Ist die Rivalität zwischen den Brüdern groß?

Braun: Ich ärgere mich schon, wenn er zwei Mal gespielt hat und gleich drei Punkte macht. Dann versuche ich, bessere Leistung zu bringen und auch zu punkten. Wir hatten ein Jahr lang eine Wette laufen, die leider nicht aufgegangen ist, weil wir gleich viele Punkte hatten. Olver: Natürlich besteht eine gewisse Rivalität zwischen uns. Wir können Sportliches und Privates aber ganz gut trennen. Nun wird es aber Zeit, gegen ihn zu gewinnen. Denn alle drei Duelle diese Saison gingen an die Eisbären und damit an Mark.

Sie stehen beide in der Öffentlichkeit, gab es schon Momente, in der er Ihnen gesagt hat: „So geht das aber nicht. Was hast du denn da gesagt?“?

Braun: Nein, eher umgekehrt. Ich bin der Vernünftigere von uns beiden. Er redet gerne und ich muss dann sagen, dass das doch keinen etwas angeht. Etwas richtig Großes ist aber nicht vorgefallen.

Gab es gemeinsame Spiele oder Erfolge, an die Sie sich besonders erinnern?

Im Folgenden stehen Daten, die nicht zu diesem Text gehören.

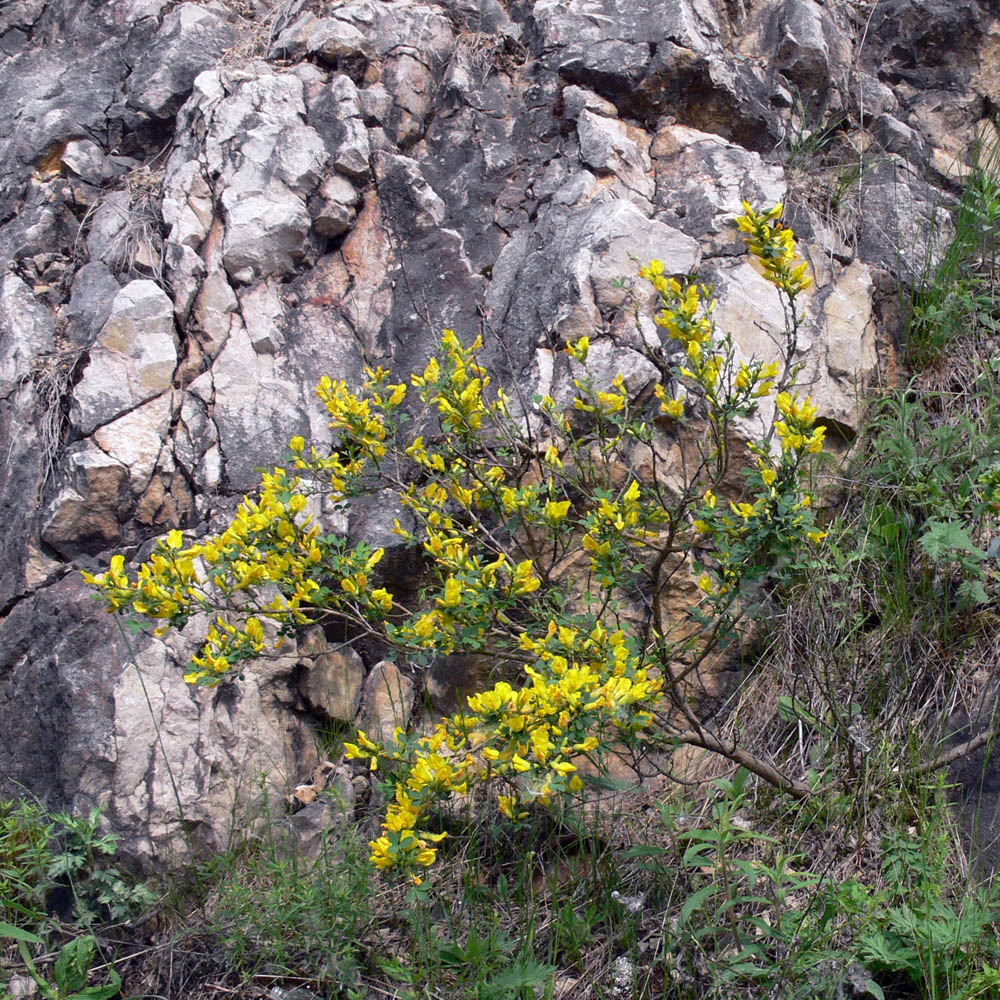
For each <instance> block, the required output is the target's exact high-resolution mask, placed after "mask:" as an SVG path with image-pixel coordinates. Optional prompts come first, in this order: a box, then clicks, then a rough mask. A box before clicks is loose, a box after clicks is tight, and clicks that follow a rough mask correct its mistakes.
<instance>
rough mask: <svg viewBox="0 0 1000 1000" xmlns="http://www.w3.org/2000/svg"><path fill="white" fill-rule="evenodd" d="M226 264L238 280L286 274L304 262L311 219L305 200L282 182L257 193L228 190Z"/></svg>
mask: <svg viewBox="0 0 1000 1000" xmlns="http://www.w3.org/2000/svg"><path fill="white" fill-rule="evenodd" d="M222 206H223V209H224V210H225V212H226V238H225V249H224V251H223V258H222V259H223V263H224V264H225V267H226V270H227V271H228V272H229V273H230V274H231V275H233V277H234V278H236V280H238V281H242V282H243V283H244V284H249V282H250V281H252V280H253V278H266V277H269V276H270V275H279V276H280V275H283V274H287V273H288V272H289V271H291V270H292V269H293V268H294V266H295V262H296V261H297V260H299V259H301V257H302V255H303V253H304V249H305V239H306V234H307V233H308V232H309V226H310V225H311V220H310V218H309V213H308V212H307V211H306V207H305V205H304V204H303V203H302V200H301V199H300V198H298V197H297V196H296V195H294V194H293V193H292V192H291V191H290V190H289V189H288V188H287V187H285V185H284V184H282V183H281V182H280V181H276V180H275V181H272V182H271V183H270V184H269V185H267V187H265V188H264V190H263V191H259V192H256V193H253V194H249V195H248V194H247V192H245V191H242V190H240V189H239V188H238V187H227V188H226V190H225V191H224V192H223V194H222Z"/></svg>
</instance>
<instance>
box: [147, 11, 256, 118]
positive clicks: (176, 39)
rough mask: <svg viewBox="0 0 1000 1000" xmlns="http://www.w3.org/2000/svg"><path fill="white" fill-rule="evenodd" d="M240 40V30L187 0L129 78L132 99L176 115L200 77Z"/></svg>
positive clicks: (164, 23) (169, 113)
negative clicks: (187, 96) (188, 94)
mask: <svg viewBox="0 0 1000 1000" xmlns="http://www.w3.org/2000/svg"><path fill="white" fill-rule="evenodd" d="M235 41H236V31H235V30H234V28H233V26H232V25H231V24H228V23H226V21H224V20H223V19H222V18H221V17H219V15H218V14H217V13H216V12H214V11H212V10H209V9H208V8H207V7H203V6H201V5H200V4H196V3H182V4H180V6H178V7H176V8H174V9H173V10H172V11H171V12H170V13H169V14H167V16H166V17H165V18H164V19H163V24H162V25H161V26H160V30H159V31H158V32H157V33H156V37H155V38H154V39H153V43H152V45H151V46H150V47H149V48H148V49H147V50H146V51H145V52H144V53H143V54H142V57H141V58H140V60H139V61H138V63H137V64H136V65H135V68H134V69H133V70H132V74H131V76H129V79H128V101H129V104H131V105H132V106H133V107H135V108H137V109H138V110H139V111H144V112H146V114H148V115H150V116H151V117H153V118H159V119H162V118H166V117H168V116H170V115H172V114H173V113H174V112H175V111H176V110H177V108H178V107H180V104H181V102H182V100H183V98H184V97H185V96H186V95H187V94H188V93H189V92H190V90H191V85H192V84H193V82H194V78H195V77H196V76H197V75H198V74H199V73H201V72H202V71H203V70H206V69H209V68H210V67H211V66H213V65H214V64H215V62H216V60H217V59H218V58H219V56H220V55H222V52H223V50H224V49H226V48H228V47H229V46H230V45H232V44H233V43H234V42H235Z"/></svg>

Braun: An meine zweite Meisterschaft. Da kam mein Bruder zurück und hat gleich wieder so gut gespielt. Wenn mich nicht alles täuscht, hat er sogar das entscheidende Tor geschossen. Da habe ich auch eine Wette verloren und musste mir eine Glatze rasieren. Das war jugendlicher Leichtsinn. So etwas bleibt in Erinnerung. Olver: Das erste Spiel für die Eisbären war verrückt. Es war toll, ihn in der gleichen Mannschaft spielen zu sehen, da es das erste Mal war. Allgemein war die gemeinsame Zeit in Berlin schön. Da ich relativ früh von daheim weg bin, haben wir erstmals nach 15 Jahren in der gleichen Stadt, sogar im gleichen Gebäude gelebt. Er hat nur eine Etage unter mir gewohnt. Das habe ich sehr genossen, da wir über viele Jahre nur telefonisch regelmäßig Kontakt hatten.

Würden Sie gerne wieder mit Ihrem Bruder zusammenspielen?

Braun: Klar. Ich bin ein Familienmensch und es wäre schön, wenn er hier wäre. Aber auf der anderen Seite kann sich jeder auf sich selbst konzentrieren. Das ging in Berlin nicht immer. Deshalb ist es schon gut, auf eigenen Beinen zu stehen. Olver: Natürlich. Sie können Mark ja heute Abend fragen, ob er nach Ingolstadt wechseln will.

Stapleton fällt aus Der ERC Ingolstadt muss wegen einer Blessur am Oberkörper im heutigen Heimspiel (19.30 Uhr) gegen die Eisbären Berlin und am Sonntag (14 Uhr) in Düsseldorf auf Neuzugang Tim Stapleton verzichten. Daneben fehlen dem ERC derzeit Patrick McNeill, Benedikt Kohl und Simon Schütz.